Help guide change — Get involved in community
It’s time for change in Eastern Ohio.
In many communities across our region, transitions of leadership are taking place. With the first of the year, new mayors, council members and other local officials are taking office.
In some cases, these changes are happening because sitting officials decided to step aside. In others, heated contests led to the removal of an incumbent and their replacement with someone new.
The village of Belmont celebrated its transition on Saturday, as explained in an article on the front page of today’s edition. Residents, officials and people from nearby communities turned out to thank outgoing mayor Stan Sobel for his service – and they congratulated new Mayor Ron Woods and wished him well in his term.
Sobel, as he had pledged when elected, served just one term. But during that time he accomplished a great deal.
The mayor of nearby Bethesda was on hand at the party Saturday to extend her best wishes to Sobel and Woods. Samantha Burkhead, like Woods, is new to her office. She replaces another mayor who decided it was time for him to step aside, Martin Lucas. He served his community for several years as a councilman and mayor.
The situation is similar in Yorkville, where incumbent mayor Karen Vargo decided it was time for her to retire. Fire Chief Dana Brown defeated council President Sandy Reasbeck in the November race to replace her.
Both of the cities in Belmont County now have new mayors as well.
In Martins Ferry, incumbent Robert Krajnyak lost a bid for re-election to challenger John Davies. Both men have served the city in the past in various capacities. I, personally, have covered Martins Ferry City Council when each of them was a member, and I believe both have the best interest of the city at heart.
St. Clairsville swore in its first female mayor last week when Kathryn Thalman took office. She prevailed in a heated contest that started out as a four-way race. Incumbent Terry Pugh sought to hold onto his seat, but he faced challenges from Thalman along with resident Bill Brooks and then-council president Tim Porter. Porter dropped out of the race and then resigned his council seat after a recording of him using a racial slur and profanity was released to the media.

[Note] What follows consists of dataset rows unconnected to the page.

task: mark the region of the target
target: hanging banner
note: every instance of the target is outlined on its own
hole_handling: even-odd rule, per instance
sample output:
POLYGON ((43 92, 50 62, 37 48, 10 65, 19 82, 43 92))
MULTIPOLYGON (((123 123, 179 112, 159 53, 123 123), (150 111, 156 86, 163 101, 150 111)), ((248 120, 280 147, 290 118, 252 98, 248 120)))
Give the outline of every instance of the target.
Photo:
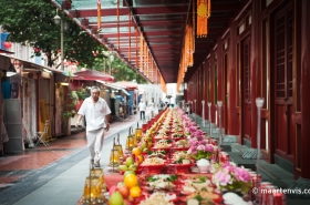
POLYGON ((208 18, 210 17, 210 0, 197 0, 197 37, 205 38, 208 33, 208 18))
POLYGON ((97 0, 97 32, 101 31, 101 0, 97 0))

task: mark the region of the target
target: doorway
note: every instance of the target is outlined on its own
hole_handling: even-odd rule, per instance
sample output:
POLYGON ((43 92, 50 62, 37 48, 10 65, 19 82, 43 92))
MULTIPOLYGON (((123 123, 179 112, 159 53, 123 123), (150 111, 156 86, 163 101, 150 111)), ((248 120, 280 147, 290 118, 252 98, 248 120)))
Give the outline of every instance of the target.
MULTIPOLYGON (((293 162, 293 6, 289 3, 273 18, 273 62, 271 68, 273 154, 293 162)), ((272 41, 271 41, 272 42, 272 41)))
POLYGON ((242 101, 242 140, 251 140, 251 89, 250 89, 250 37, 240 44, 241 57, 241 101, 242 101))

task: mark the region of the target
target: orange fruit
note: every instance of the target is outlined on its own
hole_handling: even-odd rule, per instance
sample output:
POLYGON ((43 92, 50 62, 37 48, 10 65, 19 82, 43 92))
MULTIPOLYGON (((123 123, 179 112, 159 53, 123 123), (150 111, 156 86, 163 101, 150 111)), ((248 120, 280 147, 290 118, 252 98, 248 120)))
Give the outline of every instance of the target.
POLYGON ((124 183, 125 185, 131 188, 133 186, 136 186, 137 185, 137 177, 135 174, 127 174, 125 177, 124 177, 124 183))
POLYGON ((138 163, 143 162, 143 155, 137 155, 136 157, 138 158, 138 163))
POLYGON ((141 155, 141 148, 140 147, 134 147, 132 152, 133 152, 134 155, 141 155))
POLYGON ((138 186, 133 186, 131 189, 131 196, 132 197, 140 197, 141 196, 141 188, 138 186))

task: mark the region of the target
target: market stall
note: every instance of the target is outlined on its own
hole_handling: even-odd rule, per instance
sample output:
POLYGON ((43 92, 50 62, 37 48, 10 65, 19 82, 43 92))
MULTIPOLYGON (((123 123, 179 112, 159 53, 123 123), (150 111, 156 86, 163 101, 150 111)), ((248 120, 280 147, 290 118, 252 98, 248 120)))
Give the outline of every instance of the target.
MULTIPOLYGON (((217 141, 178 107, 166 109, 135 133, 130 130, 126 144, 114 142, 111 153, 104 168, 105 199, 110 198, 111 205, 242 205, 258 197, 265 204, 283 198, 272 192, 252 194, 252 188, 272 188, 271 184, 231 163, 217 141)), ((83 198, 87 196, 81 202, 83 198)))

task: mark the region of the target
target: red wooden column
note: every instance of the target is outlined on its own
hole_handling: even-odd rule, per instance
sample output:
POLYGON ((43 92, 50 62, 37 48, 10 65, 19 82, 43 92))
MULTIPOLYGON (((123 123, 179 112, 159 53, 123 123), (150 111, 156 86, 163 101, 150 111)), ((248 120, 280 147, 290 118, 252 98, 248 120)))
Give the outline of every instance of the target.
POLYGON ((310 178, 310 1, 302 0, 301 11, 301 177, 310 178))
POLYGON ((257 106, 256 98, 259 96, 260 84, 260 50, 259 50, 259 34, 260 34, 260 17, 259 17, 260 1, 252 1, 251 4, 251 43, 250 43, 250 81, 251 81, 251 147, 257 147, 257 106))
POLYGON ((235 134, 239 135, 239 127, 238 122, 239 117, 237 115, 237 101, 239 99, 236 99, 236 90, 237 83, 236 82, 236 59, 237 59, 237 52, 236 50, 236 37, 235 37, 235 23, 234 20, 230 21, 230 31, 229 31, 229 52, 228 52, 228 81, 229 81, 229 89, 227 91, 228 95, 228 133, 227 134, 235 134))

Plenty of other changes are taking place across the region as political bodies reorganize for 2020. With the start of a new year and a new decade, community leaders are reevaluating priorities, setting goals and making plans to move ahead.
Although it may seem that these people have a great deal of power and authority over their neighbors, that generally is not the reason that they choose to serve. In my experience, most people who step up to the plate and take on the challenge of serving in public office do so because they want to make a difference.

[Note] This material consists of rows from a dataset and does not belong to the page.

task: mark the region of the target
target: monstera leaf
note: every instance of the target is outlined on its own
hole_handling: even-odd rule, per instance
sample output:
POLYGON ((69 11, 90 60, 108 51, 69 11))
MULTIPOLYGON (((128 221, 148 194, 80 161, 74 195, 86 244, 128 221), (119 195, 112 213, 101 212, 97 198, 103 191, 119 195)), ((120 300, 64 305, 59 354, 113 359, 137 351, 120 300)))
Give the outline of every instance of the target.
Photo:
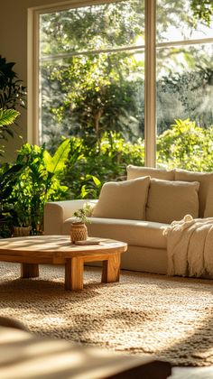
POLYGON ((13 124, 19 115, 14 109, 0 109, 0 127, 13 124))
POLYGON ((43 153, 43 161, 46 170, 56 175, 61 172, 65 168, 69 151, 70 141, 69 139, 66 139, 60 143, 53 157, 45 150, 43 153))

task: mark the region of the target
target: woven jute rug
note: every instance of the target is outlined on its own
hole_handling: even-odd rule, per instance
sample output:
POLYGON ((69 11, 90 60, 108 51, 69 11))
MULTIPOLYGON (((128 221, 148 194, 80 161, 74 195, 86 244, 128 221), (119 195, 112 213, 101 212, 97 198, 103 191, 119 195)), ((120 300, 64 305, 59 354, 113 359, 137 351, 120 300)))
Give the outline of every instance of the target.
POLYGON ((19 276, 19 264, 0 263, 0 316, 32 332, 173 365, 213 364, 213 281, 123 271, 101 284, 100 269, 86 267, 83 291, 68 291, 63 266, 19 276))

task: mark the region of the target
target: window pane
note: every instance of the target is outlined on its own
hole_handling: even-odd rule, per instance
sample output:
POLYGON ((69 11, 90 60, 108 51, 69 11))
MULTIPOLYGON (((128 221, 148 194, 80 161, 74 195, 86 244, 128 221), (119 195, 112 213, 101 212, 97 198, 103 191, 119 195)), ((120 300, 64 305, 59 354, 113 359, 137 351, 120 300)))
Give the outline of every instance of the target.
POLYGON ((158 50, 158 164, 213 170, 212 62, 211 43, 158 50))
POLYGON ((213 37, 213 21, 209 26, 195 21, 190 5, 190 0, 157 0, 158 43, 213 37))
POLYGON ((78 56, 41 64, 42 142, 98 140, 105 131, 144 138, 144 51, 78 56))
POLYGON ((84 6, 41 15, 42 57, 144 43, 144 1, 84 6))
POLYGON ((131 0, 41 15, 42 143, 91 143, 110 131, 144 139, 144 0, 131 0))

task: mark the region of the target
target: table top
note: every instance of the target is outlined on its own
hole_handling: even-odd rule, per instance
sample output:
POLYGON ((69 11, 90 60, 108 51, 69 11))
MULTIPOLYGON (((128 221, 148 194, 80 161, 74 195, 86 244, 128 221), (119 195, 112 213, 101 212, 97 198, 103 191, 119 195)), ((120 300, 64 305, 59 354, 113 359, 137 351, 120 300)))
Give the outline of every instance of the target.
MULTIPOLYGON (((89 238, 88 238, 89 240, 89 238)), ((94 238, 91 238, 94 240, 94 238)), ((5 254, 25 255, 29 253, 41 256, 72 257, 87 254, 124 253, 127 244, 106 238, 98 238, 97 245, 74 245, 69 236, 34 236, 4 238, 0 240, 0 257, 5 254)))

In St. Clairsville, for example, the question of privatizing the water and wastewater systems drove the politics of the past few months. Brooks opposed privatization while Pugh advocated for it. Thalman took the approach that more information is needed before the right decision can be made.
Several years ago, I served as a council member in Belmont. I did not run for election; instead, I was appointed to fill a vacant seat. During my term, I weighed in on hiring decisions, policy changes, donations, budgetary matters and much more. I did so because I felt that my community needed me. After all, someone has to give their time and energy to making these decisions.

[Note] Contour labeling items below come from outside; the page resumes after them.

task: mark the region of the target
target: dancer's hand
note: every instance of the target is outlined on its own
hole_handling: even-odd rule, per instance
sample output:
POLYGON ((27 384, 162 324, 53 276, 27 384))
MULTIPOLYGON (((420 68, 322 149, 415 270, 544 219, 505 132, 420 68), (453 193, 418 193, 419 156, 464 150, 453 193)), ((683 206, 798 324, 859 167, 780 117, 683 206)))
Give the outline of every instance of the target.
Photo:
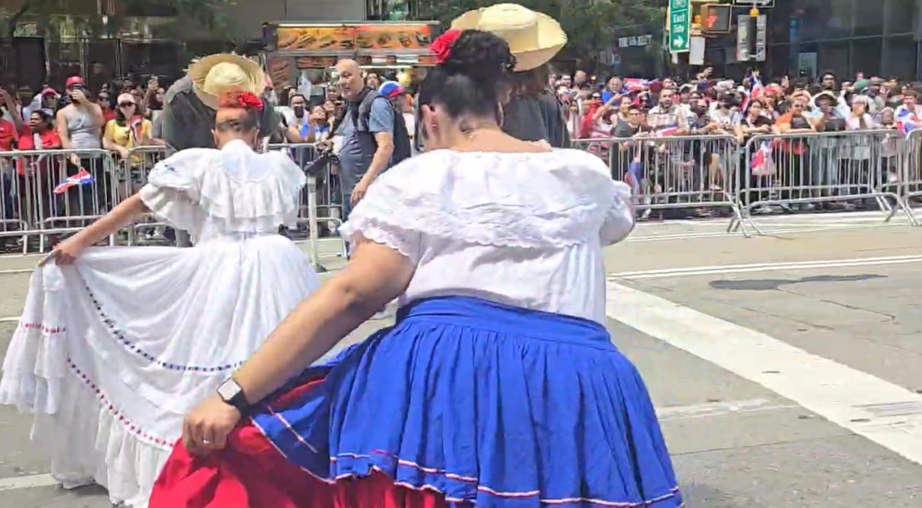
POLYGON ((86 248, 79 236, 67 238, 54 248, 54 264, 58 266, 72 264, 86 248))
POLYGON ((358 184, 356 184, 355 189, 352 190, 352 195, 349 196, 349 200, 352 202, 352 206, 359 204, 361 198, 365 197, 365 192, 368 192, 368 186, 371 182, 365 181, 365 179, 361 179, 358 184))
POLYGON ((183 444, 189 453, 198 456, 221 450, 240 419, 237 408, 221 400, 217 394, 212 395, 185 416, 183 444))

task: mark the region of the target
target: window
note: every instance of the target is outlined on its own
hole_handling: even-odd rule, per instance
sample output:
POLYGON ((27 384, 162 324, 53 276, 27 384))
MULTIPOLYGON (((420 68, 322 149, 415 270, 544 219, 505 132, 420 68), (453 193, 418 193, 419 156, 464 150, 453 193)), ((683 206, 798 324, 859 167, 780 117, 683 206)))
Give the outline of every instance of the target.
POLYGON ((884 44, 886 51, 883 53, 881 74, 886 77, 915 79, 916 52, 915 39, 912 36, 888 37, 884 44))
POLYGON ((864 75, 869 77, 872 75, 879 75, 881 74, 881 39, 858 39, 857 40, 853 40, 851 62, 852 72, 850 72, 848 75, 854 75, 858 72, 864 73, 864 75))
POLYGON ((797 6, 803 11, 804 40, 851 36, 852 0, 800 0, 797 6))
POLYGON ((883 33, 883 9, 880 2, 856 0, 855 31, 856 37, 881 35, 883 33))
POLYGON ((918 17, 916 0, 884 0, 883 12, 888 34, 915 32, 916 18, 918 17))

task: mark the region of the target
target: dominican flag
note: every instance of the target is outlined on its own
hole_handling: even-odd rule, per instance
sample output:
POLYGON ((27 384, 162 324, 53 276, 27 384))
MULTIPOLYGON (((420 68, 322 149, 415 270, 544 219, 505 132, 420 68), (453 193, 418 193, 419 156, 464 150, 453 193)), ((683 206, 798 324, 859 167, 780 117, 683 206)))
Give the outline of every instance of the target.
POLYGON ((93 183, 93 176, 89 174, 89 171, 86 169, 80 169, 80 172, 74 175, 73 177, 67 177, 67 179, 64 180, 61 184, 54 188, 55 194, 64 194, 71 187, 77 187, 79 185, 89 185, 93 183))
POLYGON ((916 116, 909 110, 902 109, 900 114, 896 117, 896 127, 900 130, 900 133, 904 136, 908 136, 909 133, 918 129, 920 126, 919 118, 916 116))
POLYGON ((751 172, 757 177, 767 177, 774 174, 774 161, 772 160, 772 144, 762 142, 759 150, 752 156, 751 172))
POLYGON ((678 132, 679 132, 679 127, 667 127, 666 129, 656 131, 656 137, 674 136, 678 132))
POLYGON ((647 87, 650 82, 646 79, 640 79, 639 77, 629 77, 623 81, 622 89, 628 92, 639 92, 644 88, 647 87))
POLYGON ((755 75, 750 75, 750 76, 746 78, 746 80, 749 81, 751 94, 754 95, 756 90, 761 91, 762 88, 764 88, 764 87, 762 85, 762 80, 759 79, 759 77, 756 76, 755 75))

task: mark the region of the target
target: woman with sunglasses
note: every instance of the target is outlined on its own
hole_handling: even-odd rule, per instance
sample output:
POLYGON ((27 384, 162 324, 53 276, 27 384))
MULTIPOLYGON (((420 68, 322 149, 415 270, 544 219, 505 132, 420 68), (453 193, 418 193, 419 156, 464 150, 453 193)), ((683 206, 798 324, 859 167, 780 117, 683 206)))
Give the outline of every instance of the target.
POLYGON ((131 150, 137 146, 150 144, 151 123, 145 119, 137 109, 137 100, 132 94, 121 94, 115 108, 115 118, 106 123, 102 134, 102 146, 115 153, 119 162, 127 164, 130 184, 118 186, 120 193, 125 196, 133 194, 141 189, 144 183, 142 173, 144 156, 131 155, 131 150))

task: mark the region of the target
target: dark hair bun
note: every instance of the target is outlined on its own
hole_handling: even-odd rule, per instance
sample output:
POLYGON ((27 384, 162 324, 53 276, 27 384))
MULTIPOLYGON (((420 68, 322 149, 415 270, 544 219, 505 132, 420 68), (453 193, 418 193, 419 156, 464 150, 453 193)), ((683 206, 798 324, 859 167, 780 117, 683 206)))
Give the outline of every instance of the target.
POLYGON ((465 30, 452 44, 442 67, 449 74, 462 74, 478 81, 502 81, 515 68, 515 57, 502 39, 490 32, 465 30))

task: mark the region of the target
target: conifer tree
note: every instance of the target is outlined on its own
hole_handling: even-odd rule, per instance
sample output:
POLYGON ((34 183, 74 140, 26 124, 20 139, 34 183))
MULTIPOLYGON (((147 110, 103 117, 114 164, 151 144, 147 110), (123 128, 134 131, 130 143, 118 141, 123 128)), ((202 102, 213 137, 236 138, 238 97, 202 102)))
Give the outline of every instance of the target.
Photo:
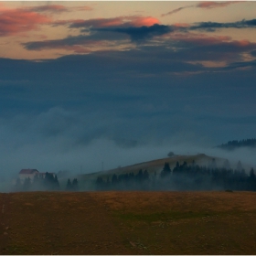
POLYGON ((67 182, 66 190, 68 190, 68 191, 71 191, 72 190, 72 184, 71 184, 71 181, 70 181, 69 178, 68 179, 68 182, 67 182))

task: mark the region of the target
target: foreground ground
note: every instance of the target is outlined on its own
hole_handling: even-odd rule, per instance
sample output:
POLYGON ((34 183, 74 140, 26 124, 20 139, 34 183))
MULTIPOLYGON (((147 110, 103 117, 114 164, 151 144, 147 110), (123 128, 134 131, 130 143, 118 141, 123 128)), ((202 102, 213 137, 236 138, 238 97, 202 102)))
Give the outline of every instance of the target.
POLYGON ((253 192, 0 194, 0 254, 255 254, 253 192))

If you have never served in public office, I urge you to consider doing so – even if only for a single term. Public service and participation at the ballot box are the things that make our system work.
Now is the time to start thinking about whether you can and have the desire to become a public official. This year, Ohio will hold its primary on March 17. While the presidential contest will be the big draw, plenty of other contests will be decided as well. In order to be on that ballot, even as a write-in candidate, you must file paperwork with your county board of elections by 4 pm. Monday.
To participate in March voting, you must register to vote by Feb. 18. Visit the Ohio Secretary of State’s website — sos.state.oh.us – if you need to check your registration status.
If you have no desire to hold office, or if you simply can’t do so right now, there are still plenty of ways you can help and support your new community leaders and your community as a whole. You can start by attending a council meeting.
After you’ve been to one such session, I urge you to keep going back. Councils and administrations can benefit from the input of the people they serve. They also need to recruit volunteers, committee members and others to help ensure projects get completed. They also can use help in getting the word out to your neighbors who do not attend.
The decisions made in your villages, cities, townships and counties each month likely have much more direct impact on you and your family than do many at the state and federal levels. For that reason, I encourage you to become informed and to get involved in whatever capacity works for you right now.